Trendsurfing: Concept tourism (The Times)

By David Rowan

It can be so hard for the fashionable holiday-maker to stay ahead. Just when you had caught up with Siberia or the Arctic as the latest hip destination, along come the trendhunters to warn you that actually you have got it all wrong. It is not location that now determines where you should head, but rather the "concept" of your journey that marks you out as happening. So strap yourself in and let's embark on a journey around some of today's buzzworthy tourism trends.
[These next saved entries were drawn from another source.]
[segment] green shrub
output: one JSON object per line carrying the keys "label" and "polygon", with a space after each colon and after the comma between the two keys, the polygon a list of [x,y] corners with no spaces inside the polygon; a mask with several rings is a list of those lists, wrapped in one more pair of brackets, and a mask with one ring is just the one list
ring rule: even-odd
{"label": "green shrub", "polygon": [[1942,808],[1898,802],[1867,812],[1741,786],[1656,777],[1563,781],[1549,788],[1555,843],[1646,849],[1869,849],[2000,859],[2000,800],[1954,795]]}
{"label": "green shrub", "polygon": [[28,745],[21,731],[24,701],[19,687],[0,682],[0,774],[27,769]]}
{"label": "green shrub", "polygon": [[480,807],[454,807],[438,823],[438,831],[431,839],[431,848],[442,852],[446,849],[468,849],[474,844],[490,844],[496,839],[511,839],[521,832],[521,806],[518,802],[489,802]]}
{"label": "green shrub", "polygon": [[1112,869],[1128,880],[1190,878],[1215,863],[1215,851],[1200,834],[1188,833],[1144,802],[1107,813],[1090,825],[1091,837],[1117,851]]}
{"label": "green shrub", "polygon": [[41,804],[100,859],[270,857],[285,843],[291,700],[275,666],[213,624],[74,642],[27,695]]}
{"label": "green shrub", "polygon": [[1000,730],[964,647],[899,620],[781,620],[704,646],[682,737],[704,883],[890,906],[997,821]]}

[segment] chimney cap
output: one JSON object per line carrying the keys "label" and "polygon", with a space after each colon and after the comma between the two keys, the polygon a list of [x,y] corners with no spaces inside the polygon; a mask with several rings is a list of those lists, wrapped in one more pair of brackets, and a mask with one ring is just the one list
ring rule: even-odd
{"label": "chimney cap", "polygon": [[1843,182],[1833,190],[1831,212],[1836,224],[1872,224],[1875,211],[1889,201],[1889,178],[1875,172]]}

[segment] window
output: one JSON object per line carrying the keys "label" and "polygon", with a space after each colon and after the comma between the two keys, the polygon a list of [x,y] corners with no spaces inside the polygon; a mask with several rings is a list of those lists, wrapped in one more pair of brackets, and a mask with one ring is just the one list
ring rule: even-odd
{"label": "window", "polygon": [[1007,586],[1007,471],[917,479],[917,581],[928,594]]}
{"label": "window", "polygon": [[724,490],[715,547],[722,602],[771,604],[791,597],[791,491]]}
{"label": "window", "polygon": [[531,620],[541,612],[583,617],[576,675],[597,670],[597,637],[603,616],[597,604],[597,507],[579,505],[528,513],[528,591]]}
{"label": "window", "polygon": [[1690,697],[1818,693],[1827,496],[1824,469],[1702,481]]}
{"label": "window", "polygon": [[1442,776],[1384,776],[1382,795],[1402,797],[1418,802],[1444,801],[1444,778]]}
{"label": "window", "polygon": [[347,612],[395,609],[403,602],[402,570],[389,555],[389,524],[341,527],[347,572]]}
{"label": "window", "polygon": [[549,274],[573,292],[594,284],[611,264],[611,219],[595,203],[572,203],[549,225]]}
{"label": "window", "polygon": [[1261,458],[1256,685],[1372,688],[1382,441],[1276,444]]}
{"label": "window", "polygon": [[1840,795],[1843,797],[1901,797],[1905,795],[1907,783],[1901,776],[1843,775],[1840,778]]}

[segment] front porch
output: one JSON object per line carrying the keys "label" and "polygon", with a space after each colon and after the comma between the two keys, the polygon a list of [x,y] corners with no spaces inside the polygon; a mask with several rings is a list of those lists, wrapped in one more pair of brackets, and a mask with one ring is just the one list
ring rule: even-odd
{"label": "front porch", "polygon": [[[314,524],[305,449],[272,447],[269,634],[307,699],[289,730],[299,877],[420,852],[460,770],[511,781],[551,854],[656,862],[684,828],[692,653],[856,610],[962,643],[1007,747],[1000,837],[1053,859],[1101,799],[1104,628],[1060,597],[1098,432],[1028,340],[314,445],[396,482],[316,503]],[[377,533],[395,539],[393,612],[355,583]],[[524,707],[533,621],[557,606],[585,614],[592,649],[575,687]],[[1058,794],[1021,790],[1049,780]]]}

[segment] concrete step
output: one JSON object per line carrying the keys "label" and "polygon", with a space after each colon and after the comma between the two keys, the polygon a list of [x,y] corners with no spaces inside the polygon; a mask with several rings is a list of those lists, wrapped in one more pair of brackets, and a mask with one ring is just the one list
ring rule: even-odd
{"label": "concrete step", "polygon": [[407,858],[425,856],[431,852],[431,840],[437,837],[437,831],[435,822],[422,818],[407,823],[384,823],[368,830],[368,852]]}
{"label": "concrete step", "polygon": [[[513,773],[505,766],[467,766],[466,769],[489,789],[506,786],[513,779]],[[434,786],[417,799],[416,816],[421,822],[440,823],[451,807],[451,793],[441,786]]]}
We'll need, obviously, to ensure that we are as carbon-neutral as we can be, touching down at airports along the way to plant a few acres of forest. And let's stay in tiny low-budget "pod hotels" wherever we land, with just the basics of bed, basin and bag storage to show how fashionably undemanding we are. Yet with holidaymakers facing so much choice these days, destinations and hotel groups are having to repackage themselves in creative new ways to attract our business.

Take the "procreation vacation", an idea being aggressively promoted across the Atlantic to lure frisky couples who want to start a family. In the old days if you wanted a baby, there were well-tested rituals available that involved... well, something to do with birds and bees. Now, according to the Starwood hotel chain, prospective parents also need to spend a couple of grand on three-night getaways that prepare the reproductive system with customised spa therapies and herbal concoctions.

"We're simply enhancing the baby-making process by offering island remedies that have been passed down for generations," claims Bill Thompson, a marketing executive for Starwood, which offers procreation breaks at three properties in the Caribbean and Bahamas. For two or three thousand dollars, you get romantic dinners, aromatherapy massages and reflexology, all said to increase the chances of conception. Not forgetting glasses of sea moss elixir for the men and pumpkin soup for the women, both claimed to promote fertility. And if that all sounds too unpressured, you could check in to the Miraval Spa in Tucson, Arizona, which offers help with ovulation timing as well as classes in "nurturing sexual intimacy". The spa promises to help couples "energise all the dimensions of their vital sexual connection" - although when we noticed that its website offers advantageous "group rates", we quickly made our excuses and left.

Rather less romantically, more and more destinations are allying themselves to the ghoulish phenomenon known as "dark tourism". This involves pilgrimages to places associated with death and tragedy, and although battlefield tours have been around for centuries, a newfound marketing impetus has lately been spreading the concept around the world. You can tour villages destroyed by the Asian tsunami, or ride a GrayLine bus through the quarters of New Orleans hit by hurricane Katrina ("see the resulting devastation that displaced hundreds of thousands of US residents," the sales pitch screams). There is even an emerging academic field devoted to studying dark tourism, with a seminar planned for next month at the University of Southampton called "Journeys through the Holocaust".

The Dark Tourism Forum, the specialist academics' online meeting place, gives space to consumers of this nascent travel industry. Katie Robinson tells of her visit to the Ground Zero site in New York ("not enjoyable; I felt as though I was intruding"), and Mike from the Wirral reports back from Dachau concentration camp ("I felt as if I shouldn't have been there").

The sacrifices one must make for fashion.